5.10.18

Diário da República (short stories #41)


Soft Cell, “Say Hello Wave Goodbye” (Live on Later with Jools Holland), in https://www.youtube.com/watch?v=exdCiRPvmpU
(Narrativa na primeira pessoa)
                  Hoje faço anos. Cento e oito. Não me meçam a idade pelos padrões humanos. Não me meçam pelos dobrões pendidos e pelas possíveis teias que pedem aranhas. Eu sou imortal. (Dou por assente, em coro com uma imensa maioria, que os reis são figuras atávicas e apenas preenchem um imaginário folclórico.) A prova de que não estou vetusta é que saio todos os dias à rua ostentando os belos e ainda roliços seios. Quem se pode gabar desta prerrogativa? Se outras fossem as mulheres a exibir os seios (descontando as manifestações de mulheres semidesnudas em protesto contra boçais espécimes masculinos), seriam encarceradas por atentado ao pudor e alcunhadas “galdérias”. Sou a franqueza em pessoa, a simplicidade que se despoja de artefactos, a âncora da confiança dos cidadãos. Sou, num certo sentido, a figura maternal que cinge os cidadãos na asa quando eles precisam de abrigo – e já era tempo de vulgarizar no léxico “mátria” em vez da desusada “pátria”. E não me canso. É outra prova da vitalidade que se não me esgota. Sou a ágora dionisíaca onde o areópago do poder se oferece à sindicância. Sou tolerante. Prezo o diálogo e o contraditório. Arrenego os que a mim se agarram com o propósito de excluir quem se lhes opõe. Não me limito a ficar à defesa: denuncio-os e sonho, nos meus sonhos confessáveis, que sejam aprisionados e desprovidos de direitos cívicos. Não quero ninguém deposto a meus pés. Odeio a ideia, defendida por alguns dos meus seguidores, de ser sacralizada. Sou modesta – daí a leveza da vestimenta que trago, a lhaneza dos seios à mostra, uma certa ingenuidade contundente, ingenuidade apenas na aparência. Sei que da minha boca sopra o vento suave, mas assertivo, que desenha as curvas do porvir. Mas não quero que me comparem a uma deusa.
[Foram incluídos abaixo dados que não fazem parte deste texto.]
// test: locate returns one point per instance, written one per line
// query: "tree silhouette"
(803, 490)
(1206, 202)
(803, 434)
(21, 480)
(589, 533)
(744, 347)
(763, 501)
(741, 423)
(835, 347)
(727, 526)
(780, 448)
Sou eu, república e apenas república, expoente da humildade, lição única que ambiciono que seja reconhecida por todos que se dizem meus súbditos, dos economicamente poderosos aos mendigos que protestam um futuro, dos mandantes que tomam conta de públicas sinecuras aos modestos funcionários imersos numa vida que mais parece uma ladainha. Não estou fora de prazo! Porque não tenho prazo de validade.